The Wisconsin State Employees Union (WSEU) accused new Republican Gov. Scott Walker of unfair labor practices for refusing to bargain in a complaint filed Monday with a state employment commission.
The legal challenge comes amid a standoff between Walker and state legislative Democrats over a proposal to limit bargaining rights and require yearly recertification votes for many public sector employees represented by unions.
Instead of trying to find real solutions to the challenges facing the state, the governor is attempting to dictate terms. This not only in ineffective, it's against the law, AFSCME Council 24 Executive Director Marty Beil said in a statement.
The standoff has sparked two weeks of protests at the state capitol building in Madison, including one that drew more than 70,000 on Saturday, the biggest local protest since the Vietnam war.
The union asked the Wisconsin Employment Relations Commission to require the state to bargain with the WSEU and to extend the current contract until the matter is resolved.

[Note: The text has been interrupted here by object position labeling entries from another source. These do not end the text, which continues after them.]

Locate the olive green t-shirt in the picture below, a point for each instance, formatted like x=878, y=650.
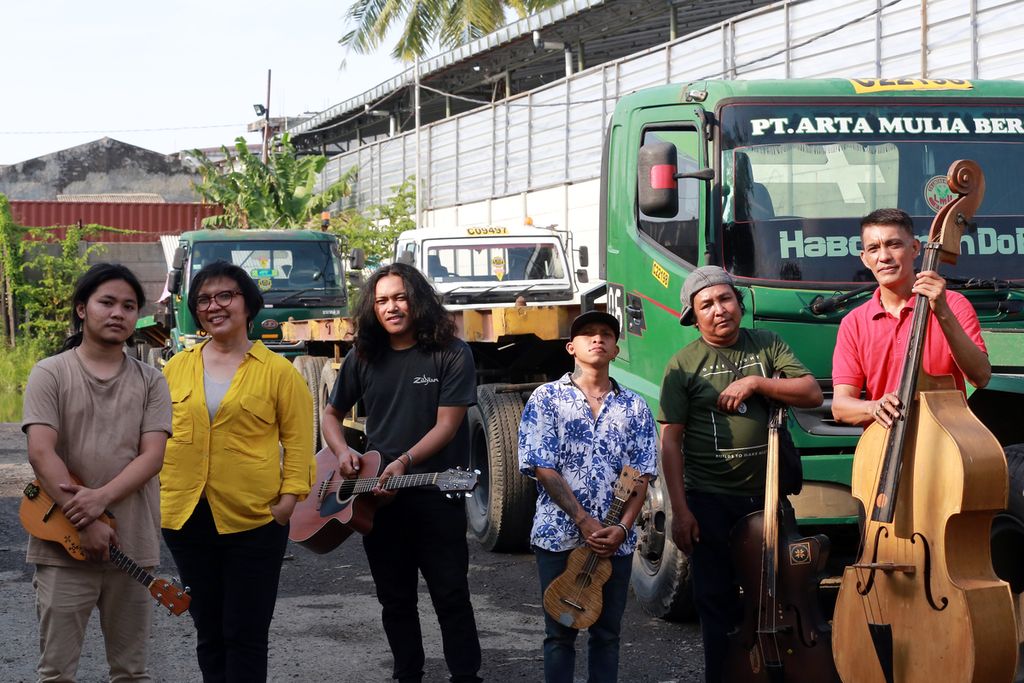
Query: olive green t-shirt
x=724, y=453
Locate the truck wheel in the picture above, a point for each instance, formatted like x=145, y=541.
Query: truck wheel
x=309, y=367
x=660, y=580
x=1008, y=526
x=501, y=511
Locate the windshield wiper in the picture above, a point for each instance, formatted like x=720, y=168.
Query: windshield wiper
x=993, y=284
x=821, y=305
x=294, y=295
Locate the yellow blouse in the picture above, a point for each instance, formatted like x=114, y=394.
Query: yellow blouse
x=258, y=446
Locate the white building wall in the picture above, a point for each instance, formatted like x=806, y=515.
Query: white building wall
x=539, y=154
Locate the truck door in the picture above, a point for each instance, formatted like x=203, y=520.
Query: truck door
x=648, y=256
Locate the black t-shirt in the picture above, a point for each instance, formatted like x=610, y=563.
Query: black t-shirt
x=401, y=391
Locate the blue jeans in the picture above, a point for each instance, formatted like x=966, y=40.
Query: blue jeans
x=715, y=590
x=602, y=644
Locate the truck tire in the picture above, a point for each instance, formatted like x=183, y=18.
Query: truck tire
x=309, y=367
x=660, y=579
x=501, y=511
x=1008, y=526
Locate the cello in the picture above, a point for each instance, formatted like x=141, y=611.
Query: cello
x=782, y=636
x=923, y=602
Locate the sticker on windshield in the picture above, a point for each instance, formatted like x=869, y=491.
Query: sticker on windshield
x=862, y=85
x=498, y=267
x=660, y=274
x=937, y=193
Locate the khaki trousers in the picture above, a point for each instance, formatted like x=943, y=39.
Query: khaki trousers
x=65, y=600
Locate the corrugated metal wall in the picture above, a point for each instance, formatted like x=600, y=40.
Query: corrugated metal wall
x=552, y=136
x=150, y=220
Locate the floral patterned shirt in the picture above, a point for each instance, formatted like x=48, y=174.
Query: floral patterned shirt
x=559, y=431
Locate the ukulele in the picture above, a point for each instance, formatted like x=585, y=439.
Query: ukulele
x=42, y=517
x=574, y=599
x=335, y=508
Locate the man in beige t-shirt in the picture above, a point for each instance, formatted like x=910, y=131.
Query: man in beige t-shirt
x=93, y=412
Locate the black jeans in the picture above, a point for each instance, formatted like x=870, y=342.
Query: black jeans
x=233, y=581
x=715, y=587
x=424, y=531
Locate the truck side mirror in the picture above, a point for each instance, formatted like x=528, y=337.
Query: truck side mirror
x=657, y=191
x=178, y=260
x=174, y=281
x=356, y=259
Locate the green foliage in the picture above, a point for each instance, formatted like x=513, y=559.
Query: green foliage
x=376, y=230
x=450, y=24
x=278, y=194
x=56, y=264
x=41, y=270
x=15, y=364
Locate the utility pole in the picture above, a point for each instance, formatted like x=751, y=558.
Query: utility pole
x=266, y=120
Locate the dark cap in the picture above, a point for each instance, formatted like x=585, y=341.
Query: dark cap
x=594, y=316
x=702, y=278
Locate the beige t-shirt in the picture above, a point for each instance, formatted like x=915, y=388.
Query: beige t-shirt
x=99, y=424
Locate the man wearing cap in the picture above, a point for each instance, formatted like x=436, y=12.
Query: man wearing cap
x=715, y=414
x=577, y=435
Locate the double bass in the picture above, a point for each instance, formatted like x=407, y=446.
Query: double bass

The majority Republican Wisconsin Assembly approved the bill containing Walker's proposals last Friday after a 2-1/2 day debate. All 14 Senate Democrats had left Wisconsin earlier to prevent a vote on the bill in that chamber.
The WSEU had reached a tentative new labor agreement in December. But then-governor-elect Walker announced his opposition and actively opposed approval by legislators.
The Assembly voted to approve the agreement, but the Senate failed to adopt it after a tie vote.
The state has notified the union that it intends to end the extension of the current agreement on March 12.